Introduction

What?

Protect data at rest and data in transit.

Why?

  • Confidentiality: This ensures that only people who are authorised to see the data can see it.

  • Integrity: This ensures that original data has not been altered by unauthorised people.

  • Availability: This ensures that sensitive data is always available, and can not be deleted by unauthorised people.

How?

Notes

  • Using a VPN is a way to map out a private network that only the servers can see. Communication will be fully private and secure. Other applications can be configured to pass their traffic over the virtual interface that the VPN software exposes. This way, only services that are meant to be used by clients on the public internet need to be exposed on the public network.

  • Install and configure ssh keys and make your servers require them to minimise the risk posed by adversaries.

  • Harden the ssh server (also harden default service settings in web server and other services)

  • Do not leave passphrase empty - An adversary who gets hold of your private key can otherwise connect to the hosts where you put you public key.

  • Use a separate key per client you ssh from to the same server. If one key is compromised the damage is more limited and easier to clean up.

  • Limit the number of clients you ssh from. If a client is compromised an adversary has your key, they can install a binary to get your passwords/passphrases.

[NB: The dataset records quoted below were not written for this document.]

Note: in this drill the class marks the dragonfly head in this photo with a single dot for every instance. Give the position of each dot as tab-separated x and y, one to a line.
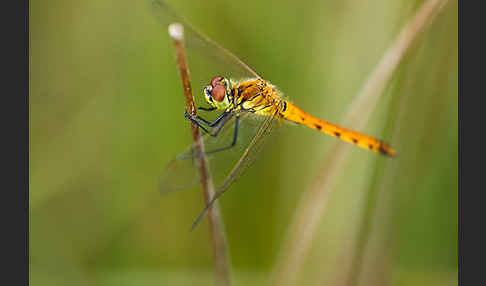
217	92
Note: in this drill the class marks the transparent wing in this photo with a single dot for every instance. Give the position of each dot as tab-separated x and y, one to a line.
182	172
206	59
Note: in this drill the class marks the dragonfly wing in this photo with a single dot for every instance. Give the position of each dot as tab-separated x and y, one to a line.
251	152
205	56
182	172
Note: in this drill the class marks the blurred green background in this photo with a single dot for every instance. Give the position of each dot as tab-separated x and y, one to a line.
106	115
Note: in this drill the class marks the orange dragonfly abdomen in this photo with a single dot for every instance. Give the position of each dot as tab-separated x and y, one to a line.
293	113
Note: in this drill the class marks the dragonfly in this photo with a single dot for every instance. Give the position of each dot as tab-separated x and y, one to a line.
241	98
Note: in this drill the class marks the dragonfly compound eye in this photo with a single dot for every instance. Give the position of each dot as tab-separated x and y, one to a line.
219	92
216	80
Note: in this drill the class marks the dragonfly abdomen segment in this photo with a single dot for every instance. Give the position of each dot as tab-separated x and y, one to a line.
293	113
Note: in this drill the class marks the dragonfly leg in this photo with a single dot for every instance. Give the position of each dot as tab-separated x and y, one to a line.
233	143
211	108
192	155
201	121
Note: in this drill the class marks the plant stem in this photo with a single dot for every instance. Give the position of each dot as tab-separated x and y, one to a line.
216	226
314	201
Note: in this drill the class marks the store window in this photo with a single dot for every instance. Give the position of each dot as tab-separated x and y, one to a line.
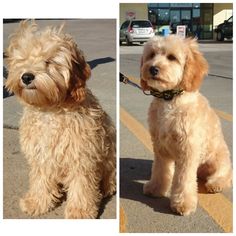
198	17
163	16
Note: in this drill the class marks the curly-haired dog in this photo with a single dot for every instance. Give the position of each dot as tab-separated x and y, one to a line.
185	131
67	138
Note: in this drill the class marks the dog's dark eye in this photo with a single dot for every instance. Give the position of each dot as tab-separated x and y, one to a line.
171	57
152	55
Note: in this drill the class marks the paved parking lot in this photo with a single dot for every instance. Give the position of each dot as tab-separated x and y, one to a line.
145	214
99	46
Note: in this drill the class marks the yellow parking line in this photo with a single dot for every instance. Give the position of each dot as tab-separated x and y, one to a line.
123	220
220	211
221	114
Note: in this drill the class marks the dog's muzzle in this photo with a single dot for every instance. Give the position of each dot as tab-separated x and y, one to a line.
154	70
27	78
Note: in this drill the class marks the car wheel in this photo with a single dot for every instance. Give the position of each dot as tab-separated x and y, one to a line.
128	42
220	36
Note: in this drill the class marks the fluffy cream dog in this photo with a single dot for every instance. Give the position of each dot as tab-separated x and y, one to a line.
185	131
67	138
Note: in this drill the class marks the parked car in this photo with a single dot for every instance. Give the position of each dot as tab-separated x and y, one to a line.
225	30
136	31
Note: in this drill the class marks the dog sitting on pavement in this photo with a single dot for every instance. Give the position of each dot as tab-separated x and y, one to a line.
186	133
66	136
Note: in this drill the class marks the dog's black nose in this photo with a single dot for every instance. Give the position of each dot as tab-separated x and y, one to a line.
154	70
27	78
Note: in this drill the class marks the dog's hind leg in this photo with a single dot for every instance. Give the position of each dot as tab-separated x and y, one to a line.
83	195
220	172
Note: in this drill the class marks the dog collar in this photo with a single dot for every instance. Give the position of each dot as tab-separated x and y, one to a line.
167	95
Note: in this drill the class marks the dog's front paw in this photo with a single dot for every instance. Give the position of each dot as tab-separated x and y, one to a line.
185	206
32	206
78	213
153	189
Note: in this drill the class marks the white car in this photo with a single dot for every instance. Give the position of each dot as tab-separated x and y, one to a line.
136	31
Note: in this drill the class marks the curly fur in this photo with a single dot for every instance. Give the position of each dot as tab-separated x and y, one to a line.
66	136
186	132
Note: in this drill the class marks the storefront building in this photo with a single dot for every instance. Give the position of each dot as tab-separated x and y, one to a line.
199	18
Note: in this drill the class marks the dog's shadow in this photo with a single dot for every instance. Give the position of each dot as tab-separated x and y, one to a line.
133	174
94	63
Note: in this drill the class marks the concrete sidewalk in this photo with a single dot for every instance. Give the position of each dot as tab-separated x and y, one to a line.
99	46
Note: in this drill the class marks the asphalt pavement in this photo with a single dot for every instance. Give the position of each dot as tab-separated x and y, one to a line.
144	214
99	46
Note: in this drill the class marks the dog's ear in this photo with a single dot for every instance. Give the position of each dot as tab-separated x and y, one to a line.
80	73
196	67
143	83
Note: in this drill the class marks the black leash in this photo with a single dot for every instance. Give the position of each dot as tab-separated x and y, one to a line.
167	95
126	80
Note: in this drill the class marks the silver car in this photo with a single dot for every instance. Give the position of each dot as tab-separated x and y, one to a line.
136	31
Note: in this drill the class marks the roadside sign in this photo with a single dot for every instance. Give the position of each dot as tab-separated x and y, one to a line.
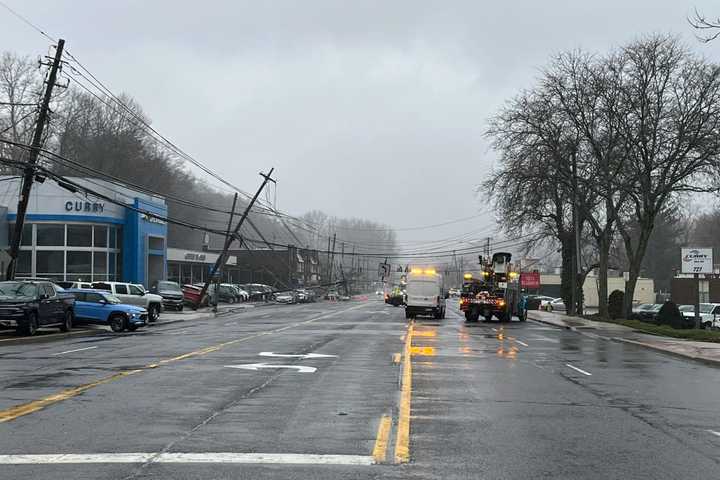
696	260
530	280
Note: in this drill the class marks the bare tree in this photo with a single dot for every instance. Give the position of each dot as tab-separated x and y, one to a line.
670	130
709	28
588	89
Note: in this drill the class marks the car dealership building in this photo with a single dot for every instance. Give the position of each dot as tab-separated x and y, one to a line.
71	236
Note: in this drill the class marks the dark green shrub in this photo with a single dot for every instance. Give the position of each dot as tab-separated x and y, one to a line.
533	303
670	315
615	304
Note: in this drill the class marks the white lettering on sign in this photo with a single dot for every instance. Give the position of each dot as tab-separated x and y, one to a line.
696	260
80	206
303	356
152	219
257	366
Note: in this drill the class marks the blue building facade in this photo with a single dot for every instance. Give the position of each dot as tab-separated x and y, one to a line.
70	236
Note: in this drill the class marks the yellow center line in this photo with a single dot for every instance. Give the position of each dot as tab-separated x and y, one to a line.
402	442
381	441
26	408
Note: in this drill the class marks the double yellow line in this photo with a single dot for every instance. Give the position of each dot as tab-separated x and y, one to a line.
402	438
402	441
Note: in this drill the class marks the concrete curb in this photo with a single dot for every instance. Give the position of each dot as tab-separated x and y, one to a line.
552	324
697	358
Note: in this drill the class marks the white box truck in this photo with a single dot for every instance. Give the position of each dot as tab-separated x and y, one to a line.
425	293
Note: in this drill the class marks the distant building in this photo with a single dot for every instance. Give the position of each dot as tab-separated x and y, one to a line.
644	289
281	267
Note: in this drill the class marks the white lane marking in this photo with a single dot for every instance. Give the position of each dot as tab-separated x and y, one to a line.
578	369
256	366
76	350
221	457
303	356
543	338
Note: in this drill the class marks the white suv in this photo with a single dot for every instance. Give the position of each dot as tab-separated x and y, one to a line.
133	294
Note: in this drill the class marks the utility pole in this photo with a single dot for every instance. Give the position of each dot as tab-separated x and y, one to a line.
220	262
332	258
32	161
227	235
327	263
577	305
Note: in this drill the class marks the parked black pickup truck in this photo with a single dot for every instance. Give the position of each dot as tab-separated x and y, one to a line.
29	305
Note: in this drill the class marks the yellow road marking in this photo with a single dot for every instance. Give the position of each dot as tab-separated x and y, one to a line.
402	442
26	408
90	331
422	351
425	333
381	441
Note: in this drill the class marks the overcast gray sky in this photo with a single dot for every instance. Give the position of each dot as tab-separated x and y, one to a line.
372	109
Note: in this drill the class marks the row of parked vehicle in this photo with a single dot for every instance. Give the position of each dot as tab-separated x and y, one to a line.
709	313
27	305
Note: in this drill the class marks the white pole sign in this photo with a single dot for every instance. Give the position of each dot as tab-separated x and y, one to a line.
696	260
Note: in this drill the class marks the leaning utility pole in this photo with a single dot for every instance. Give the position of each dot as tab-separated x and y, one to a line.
227	235
229	238
327	263
32	161
332	258
576	307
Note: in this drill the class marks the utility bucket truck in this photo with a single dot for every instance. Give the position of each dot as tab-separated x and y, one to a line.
496	293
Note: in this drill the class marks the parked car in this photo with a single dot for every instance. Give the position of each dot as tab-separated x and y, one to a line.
133	294
286	297
191	296
243	293
305	296
29	305
234	290
556	305
544	301
646	312
171	293
67	285
104	308
709	313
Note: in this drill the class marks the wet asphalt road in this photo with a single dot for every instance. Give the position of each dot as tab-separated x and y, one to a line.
488	400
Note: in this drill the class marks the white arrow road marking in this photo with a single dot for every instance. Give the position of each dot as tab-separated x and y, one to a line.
303	356
71	351
578	369
256	366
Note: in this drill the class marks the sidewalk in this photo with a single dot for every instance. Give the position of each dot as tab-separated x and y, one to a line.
706	352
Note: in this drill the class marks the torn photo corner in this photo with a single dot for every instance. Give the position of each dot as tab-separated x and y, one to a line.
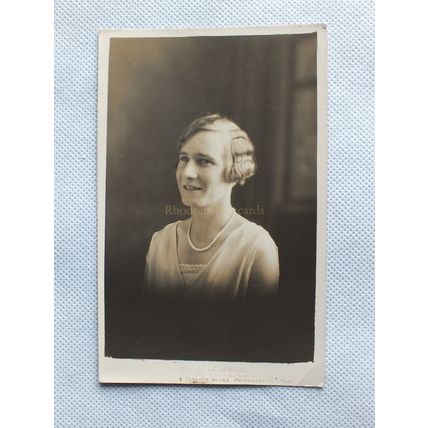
212	202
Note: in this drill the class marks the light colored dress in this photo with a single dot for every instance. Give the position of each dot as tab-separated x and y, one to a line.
224	277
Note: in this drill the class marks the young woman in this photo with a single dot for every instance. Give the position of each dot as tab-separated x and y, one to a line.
216	254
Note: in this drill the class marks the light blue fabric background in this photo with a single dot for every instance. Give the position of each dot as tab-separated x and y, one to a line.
348	396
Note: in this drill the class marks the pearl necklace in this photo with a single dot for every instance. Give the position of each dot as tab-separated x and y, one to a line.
215	237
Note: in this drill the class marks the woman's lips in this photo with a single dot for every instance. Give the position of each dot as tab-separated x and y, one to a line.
189	187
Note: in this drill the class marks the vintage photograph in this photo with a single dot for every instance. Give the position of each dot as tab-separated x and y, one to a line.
212	205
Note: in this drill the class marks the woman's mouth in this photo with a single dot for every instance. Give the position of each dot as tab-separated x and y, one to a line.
188	187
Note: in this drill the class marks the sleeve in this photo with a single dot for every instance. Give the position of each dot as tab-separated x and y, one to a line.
264	275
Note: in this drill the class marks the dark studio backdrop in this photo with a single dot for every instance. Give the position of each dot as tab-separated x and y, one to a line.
157	86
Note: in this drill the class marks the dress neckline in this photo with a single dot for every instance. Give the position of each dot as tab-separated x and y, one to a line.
209	262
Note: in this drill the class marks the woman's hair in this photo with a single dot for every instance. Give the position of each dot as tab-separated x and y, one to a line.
242	149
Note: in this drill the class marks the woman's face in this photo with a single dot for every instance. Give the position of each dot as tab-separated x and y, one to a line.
201	168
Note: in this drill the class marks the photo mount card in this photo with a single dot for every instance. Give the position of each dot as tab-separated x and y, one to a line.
212	201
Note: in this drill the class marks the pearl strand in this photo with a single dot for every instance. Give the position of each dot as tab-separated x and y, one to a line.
215	237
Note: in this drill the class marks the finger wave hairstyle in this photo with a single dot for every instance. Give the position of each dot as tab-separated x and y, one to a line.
242	148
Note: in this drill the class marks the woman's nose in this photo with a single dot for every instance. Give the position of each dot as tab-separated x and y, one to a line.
190	170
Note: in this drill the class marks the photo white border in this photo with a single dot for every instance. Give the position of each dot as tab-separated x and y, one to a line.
119	370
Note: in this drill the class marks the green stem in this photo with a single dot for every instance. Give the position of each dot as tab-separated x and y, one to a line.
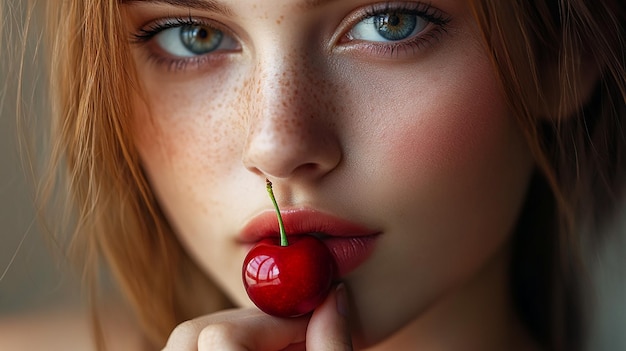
281	226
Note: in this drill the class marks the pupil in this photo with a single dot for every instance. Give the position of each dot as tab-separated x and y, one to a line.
393	20
200	40
202	33
393	26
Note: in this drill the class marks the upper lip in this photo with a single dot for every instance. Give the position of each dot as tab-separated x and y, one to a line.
298	222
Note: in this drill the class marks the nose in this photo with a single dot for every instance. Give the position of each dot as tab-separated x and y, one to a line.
290	131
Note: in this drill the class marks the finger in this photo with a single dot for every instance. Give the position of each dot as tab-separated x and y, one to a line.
328	328
234	330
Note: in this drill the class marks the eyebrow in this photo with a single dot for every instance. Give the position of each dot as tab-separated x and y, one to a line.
205	5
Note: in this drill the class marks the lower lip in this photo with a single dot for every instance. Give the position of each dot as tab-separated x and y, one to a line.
350	252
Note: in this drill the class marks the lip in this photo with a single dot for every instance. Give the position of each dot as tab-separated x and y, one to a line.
349	243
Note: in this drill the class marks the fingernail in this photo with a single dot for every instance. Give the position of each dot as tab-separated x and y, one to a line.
342	300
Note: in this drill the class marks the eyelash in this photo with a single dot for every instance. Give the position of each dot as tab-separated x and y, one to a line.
145	35
435	18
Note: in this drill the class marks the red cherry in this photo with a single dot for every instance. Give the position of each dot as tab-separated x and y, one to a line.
288	280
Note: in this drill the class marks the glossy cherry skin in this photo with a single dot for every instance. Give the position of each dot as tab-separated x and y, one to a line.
288	281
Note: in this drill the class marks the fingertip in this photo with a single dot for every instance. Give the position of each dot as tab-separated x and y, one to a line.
329	328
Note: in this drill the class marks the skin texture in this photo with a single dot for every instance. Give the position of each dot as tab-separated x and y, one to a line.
415	143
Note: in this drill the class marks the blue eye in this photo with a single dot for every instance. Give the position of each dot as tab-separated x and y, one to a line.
187	40
389	26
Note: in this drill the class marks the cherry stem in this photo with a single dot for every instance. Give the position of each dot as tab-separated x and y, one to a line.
281	226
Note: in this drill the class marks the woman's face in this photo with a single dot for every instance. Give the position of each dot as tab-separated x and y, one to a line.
385	115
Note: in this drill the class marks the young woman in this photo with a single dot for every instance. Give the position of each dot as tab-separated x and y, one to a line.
475	146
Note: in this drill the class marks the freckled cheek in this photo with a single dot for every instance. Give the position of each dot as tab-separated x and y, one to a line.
188	143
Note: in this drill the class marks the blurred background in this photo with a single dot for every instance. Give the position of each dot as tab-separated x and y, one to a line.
32	277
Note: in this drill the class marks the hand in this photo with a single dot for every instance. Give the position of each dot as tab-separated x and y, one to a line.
250	329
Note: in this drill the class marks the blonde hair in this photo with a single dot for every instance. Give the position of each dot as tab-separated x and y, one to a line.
562	67
117	218
539	50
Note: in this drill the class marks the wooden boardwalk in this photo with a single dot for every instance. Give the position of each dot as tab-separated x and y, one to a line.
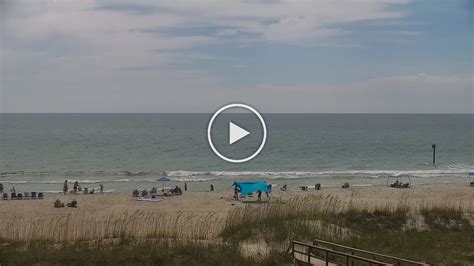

  • If any, disable the ssh-server on the client machine you ssh from. Limit the attack surface.

  • Don’t make jump host chains too long. If one client in the chain is compromised, an adversary can use that to compromise the rest of the clients down the chain.

  • Don’t use Agent Forwarding. While being connected to the first host, anyone with sufficient permission on the first host will be able to use that socket to connect to and use that local ssh-agent. A rogue root or evil admin with root access can eavesdrop on the ongoing session and impersonate the user for authentication to other servers during the time that user is connected to that server. Instead, use ProxyJump (it uses E2EE) or, if that is not possible, use ProxyCommand.

  • In some countries, proving that you connected to a particular server is enough to be prosecuted, but SSH doesn’t provide a native way to obfuscate to whom it connects. For that, SSH with Tor can be used.

  • Don’t ignore authentication errors. This warning is protecting you. The remote host key is different than the client knows. Make sure the key really did change. An adversary may be spoofing the host and continuing may give the adversary the information they seek to attack your server. Another reason to not use passwords.